The management of Risks requires a much greater integration of the firm's corporate finance and risk management functions and the investment program.

Companies can very likely achieve a competitive advantage when managing risk from a holistic view. The approach explicitly takes into account the fact that the various risk classes interact at both stochastic and sequential, and yet in more complex ways.

This "diversification benefit" is documented in the financial sector where a number of risk classes are notoriously easier to model. The thinking and methodology can be conveniently transferred to non-financial corporations. Most companies should develop and implement their own risk management systems.

We can all learn from the mistakes committed that lead to the financial crisis.
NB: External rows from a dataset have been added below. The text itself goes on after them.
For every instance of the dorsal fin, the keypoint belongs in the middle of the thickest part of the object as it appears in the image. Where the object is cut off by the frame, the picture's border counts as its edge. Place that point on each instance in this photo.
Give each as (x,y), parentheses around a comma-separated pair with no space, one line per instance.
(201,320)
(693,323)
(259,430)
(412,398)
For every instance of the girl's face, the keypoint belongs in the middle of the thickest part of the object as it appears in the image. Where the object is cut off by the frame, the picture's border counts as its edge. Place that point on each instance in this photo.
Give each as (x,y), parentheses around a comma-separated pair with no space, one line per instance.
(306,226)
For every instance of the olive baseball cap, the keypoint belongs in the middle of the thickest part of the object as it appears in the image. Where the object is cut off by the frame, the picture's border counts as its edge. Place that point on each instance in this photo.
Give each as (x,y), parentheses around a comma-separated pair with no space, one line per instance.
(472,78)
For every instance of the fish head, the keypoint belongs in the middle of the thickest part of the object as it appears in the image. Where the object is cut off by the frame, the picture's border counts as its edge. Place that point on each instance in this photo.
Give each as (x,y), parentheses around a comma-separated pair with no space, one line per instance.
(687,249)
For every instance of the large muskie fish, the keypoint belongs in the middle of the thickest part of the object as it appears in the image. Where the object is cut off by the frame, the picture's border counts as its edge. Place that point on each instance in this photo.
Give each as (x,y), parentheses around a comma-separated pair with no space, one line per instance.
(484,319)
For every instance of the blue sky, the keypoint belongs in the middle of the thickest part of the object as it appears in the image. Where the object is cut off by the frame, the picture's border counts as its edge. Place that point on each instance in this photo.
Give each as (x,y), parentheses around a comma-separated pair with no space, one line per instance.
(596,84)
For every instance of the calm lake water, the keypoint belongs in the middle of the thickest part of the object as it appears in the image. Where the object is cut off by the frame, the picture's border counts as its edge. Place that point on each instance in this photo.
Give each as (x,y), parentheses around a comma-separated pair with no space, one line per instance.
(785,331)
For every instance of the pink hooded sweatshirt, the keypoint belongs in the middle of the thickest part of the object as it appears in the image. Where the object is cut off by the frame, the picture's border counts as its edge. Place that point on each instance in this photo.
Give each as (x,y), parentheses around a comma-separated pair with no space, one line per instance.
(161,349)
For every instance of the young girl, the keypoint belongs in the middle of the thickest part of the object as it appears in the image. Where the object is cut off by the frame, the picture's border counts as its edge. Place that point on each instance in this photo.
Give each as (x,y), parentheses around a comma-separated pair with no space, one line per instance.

We will however repeat the mistakes unless we strengthen risk management and increase the ‘diversity’ of the members of the risk committee who has new ideas to address the past sins.

The fact that some of the worlds leading banks have up to 50 risk committee with approx. 250 voting members provides immediate food for thought. It takes thousands of hours to make the correct analysis and making a decision. Analysts say there has been little improvement in an area that is as important as managing risk for financial institutions.

Cognitive Diversity

The various aspects and disciplines of risk management is even more vital/crucial in situations where quality, diversity and skill backgrounds are not taken into account in the selection of members to various committees.

Too often these are very homogeneous groups of similar people with almost identical background. This is a well known fact also on several boards of several Danish companies. Boards have to decide on the company's risk-aversion, tolerance and appetite.

  • How much risk is the company willing to take?
  • How much will the exposure for each risk class be, and how large is the total exposure?
  • Which risks should be mitigated, reduced or eliminated?

The analysis should be based on risk tolerance with continuous monitoring of risk positions. Unfortunately group thinking often reinforces views expressed by the strongest in the group. It’s a pity when Risk committees often reflect the worst of both worlds.

Both large and small companies lack diversity in their committees. The importance of cognitive diversity cannot be overestimated. The committees should be able to take optimal decisions in a timely manner when there is a variety of relevant knowledge.

We should not let such a serious crisis go to waste. Focus on Governance, Risk and Compliance may actually be value creating and avoiding future disasters.